Neste período de início de ano e, portanto, de gozo de
férias dos professores, muitas têm sido as consultas desses profissionais,
ESPECIFICAMENTE DO INTERIOR DO ESTADO, sobre Férias e Recesso Escolar.
Antes de tecermos considerações sobre a questão que
pretendemos esclarecer, é importante destacar que a Constituição da República
dispõe em seus princípios, enunciados no caput do artigo 37, que a
Administração Pública está submetida aos princípios da legalidade,
impessoalidade, moralidade, publicidade e eficiência. A administração pública
se assenta nessas bases.
Consoante o princípio da legalidade, primado da atuação do
Estado, os gestores públicos só podem fazer aquilo que a lei lhes permite.

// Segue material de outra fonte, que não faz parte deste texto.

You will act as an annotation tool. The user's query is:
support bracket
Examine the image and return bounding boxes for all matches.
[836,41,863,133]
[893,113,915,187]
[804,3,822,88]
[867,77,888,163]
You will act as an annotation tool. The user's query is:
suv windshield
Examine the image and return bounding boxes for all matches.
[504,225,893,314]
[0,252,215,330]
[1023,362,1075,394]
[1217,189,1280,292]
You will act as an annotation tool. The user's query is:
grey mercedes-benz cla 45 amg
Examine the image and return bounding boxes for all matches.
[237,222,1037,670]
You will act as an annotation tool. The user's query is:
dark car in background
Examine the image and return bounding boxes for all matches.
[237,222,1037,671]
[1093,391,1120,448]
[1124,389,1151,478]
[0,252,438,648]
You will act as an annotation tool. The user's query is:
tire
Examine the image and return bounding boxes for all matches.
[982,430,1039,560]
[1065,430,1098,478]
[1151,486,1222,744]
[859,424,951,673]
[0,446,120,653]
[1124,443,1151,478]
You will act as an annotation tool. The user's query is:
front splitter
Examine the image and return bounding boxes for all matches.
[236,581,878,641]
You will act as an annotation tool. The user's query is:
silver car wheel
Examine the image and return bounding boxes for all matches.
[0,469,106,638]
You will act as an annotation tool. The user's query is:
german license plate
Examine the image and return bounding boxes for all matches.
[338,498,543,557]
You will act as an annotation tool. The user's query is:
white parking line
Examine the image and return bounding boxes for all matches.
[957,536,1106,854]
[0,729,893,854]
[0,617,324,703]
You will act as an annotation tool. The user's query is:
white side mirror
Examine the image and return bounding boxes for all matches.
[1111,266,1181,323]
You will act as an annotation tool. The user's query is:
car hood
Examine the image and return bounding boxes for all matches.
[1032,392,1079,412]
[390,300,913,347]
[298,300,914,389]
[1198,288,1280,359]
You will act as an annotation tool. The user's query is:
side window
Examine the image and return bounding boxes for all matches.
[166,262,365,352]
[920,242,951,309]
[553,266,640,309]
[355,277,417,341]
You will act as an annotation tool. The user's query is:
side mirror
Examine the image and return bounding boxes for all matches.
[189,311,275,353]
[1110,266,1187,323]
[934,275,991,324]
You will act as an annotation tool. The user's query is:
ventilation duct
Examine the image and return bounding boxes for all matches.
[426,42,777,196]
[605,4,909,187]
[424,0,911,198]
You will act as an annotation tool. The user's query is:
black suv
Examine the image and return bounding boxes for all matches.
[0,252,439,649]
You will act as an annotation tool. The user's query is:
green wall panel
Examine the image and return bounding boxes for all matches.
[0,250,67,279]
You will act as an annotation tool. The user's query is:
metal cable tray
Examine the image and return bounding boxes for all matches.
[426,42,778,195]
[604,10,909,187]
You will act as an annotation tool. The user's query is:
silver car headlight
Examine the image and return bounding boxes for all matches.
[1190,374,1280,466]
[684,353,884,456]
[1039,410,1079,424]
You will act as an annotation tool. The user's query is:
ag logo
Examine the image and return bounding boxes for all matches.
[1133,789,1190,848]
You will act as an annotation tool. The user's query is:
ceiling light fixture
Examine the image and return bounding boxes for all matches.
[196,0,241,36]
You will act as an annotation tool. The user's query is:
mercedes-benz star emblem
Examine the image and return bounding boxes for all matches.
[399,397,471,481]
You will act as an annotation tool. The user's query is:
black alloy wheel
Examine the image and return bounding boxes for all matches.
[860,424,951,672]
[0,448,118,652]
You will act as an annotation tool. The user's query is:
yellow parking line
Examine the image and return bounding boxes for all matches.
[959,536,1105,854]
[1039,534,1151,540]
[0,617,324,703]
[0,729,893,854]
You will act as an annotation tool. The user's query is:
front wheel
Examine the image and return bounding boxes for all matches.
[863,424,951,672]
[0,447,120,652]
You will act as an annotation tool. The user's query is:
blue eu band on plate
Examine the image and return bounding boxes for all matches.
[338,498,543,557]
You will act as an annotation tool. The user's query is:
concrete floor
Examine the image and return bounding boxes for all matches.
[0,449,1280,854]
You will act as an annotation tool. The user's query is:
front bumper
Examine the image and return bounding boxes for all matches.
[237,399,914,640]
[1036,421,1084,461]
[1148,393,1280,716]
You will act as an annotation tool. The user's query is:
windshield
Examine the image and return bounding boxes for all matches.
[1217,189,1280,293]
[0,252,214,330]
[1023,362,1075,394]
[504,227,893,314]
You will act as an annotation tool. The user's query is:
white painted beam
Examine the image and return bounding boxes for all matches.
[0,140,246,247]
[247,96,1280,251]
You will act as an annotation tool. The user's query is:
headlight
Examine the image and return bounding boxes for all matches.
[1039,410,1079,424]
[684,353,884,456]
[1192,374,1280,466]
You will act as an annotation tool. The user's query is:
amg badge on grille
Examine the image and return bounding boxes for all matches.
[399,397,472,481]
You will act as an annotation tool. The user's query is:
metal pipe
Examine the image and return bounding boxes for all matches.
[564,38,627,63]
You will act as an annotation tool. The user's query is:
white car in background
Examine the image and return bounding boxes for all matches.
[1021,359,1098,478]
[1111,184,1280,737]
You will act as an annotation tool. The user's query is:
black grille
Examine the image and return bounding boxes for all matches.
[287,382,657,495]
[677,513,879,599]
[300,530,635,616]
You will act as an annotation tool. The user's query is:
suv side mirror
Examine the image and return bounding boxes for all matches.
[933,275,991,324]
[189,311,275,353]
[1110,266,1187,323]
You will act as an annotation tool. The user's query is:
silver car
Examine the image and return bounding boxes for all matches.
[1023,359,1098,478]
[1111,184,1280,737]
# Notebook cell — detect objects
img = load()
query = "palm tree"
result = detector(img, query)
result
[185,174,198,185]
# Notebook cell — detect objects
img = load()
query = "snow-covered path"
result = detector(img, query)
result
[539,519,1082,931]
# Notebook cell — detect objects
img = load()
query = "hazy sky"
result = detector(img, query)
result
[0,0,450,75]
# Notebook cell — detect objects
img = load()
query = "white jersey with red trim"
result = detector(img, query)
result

Nesse contexto, é importante iniciar transcrevendo o artigo
7º, inciso XVII, da Constituição Federal:
“Art. 7º - São direitos dos trabalhadores urbanos e rurais,
além de outros que visem à melhoria de sua condição social
XVII – gozo de férias anuais remuneradas com, pelo menos, um
terço a mais do que o salário normal.”
Ainda sobre o direito às férias, o artigo 39, Parágrafo 3º,
da Constituição Federal (CF) estende a todos os ocupantes de cargo público o
disposto no art. 7º, dentre eles, o direito a férias e adicional de 1/3.
A Constituição do Estado do Ceará, no artigo 166, Parágrafo
2º, também aplica aos servidores estaduais o disposto no artigo 7º da CF, no
que se refere às férias e outros direitos sociais.
Os servidores públicos estaduais têm esse direito assegurado
no artigo 167, inciso VII da Constituição Estadual: “gozo de férias anuais
remuneradas com, pelo menos, um terço a mais do salário normal”.
A Lei nº 9.826, de 14 de Maio de 1974, que dispõe sobre o
Estatuto dos Funcionários Públicos Civis do Estado do Ceará, em seu artigo 78,
esclarece: “O funcionário gozará trinta dias consecutivos, ou não, de férias
por ano, de acordo com a escala organizada pelo dirigente da Unidade
Administrativa, na forma do regulamento.”
Como é sabido, o Estatuto do Servidor Público Estadual é a
lei geral dos servidores públicos.
De Plácido e Silva preleciona: “É princípio assente que as
leis gerais não devem revogar ou derrogar preceito ou regra disposta e
instituída em lei especial, desde que não façam referência a ela, ou ao seu
enunciado, alterando-a explícita ou implicitamente” (Vocabulário Jurídico, 20ª.
Edição, Editora Forense, 2002, pág. 483).
No caso dos professores, existe lei específica: Estatuto do
Magistério, que abrange os professores e especialistas da educação.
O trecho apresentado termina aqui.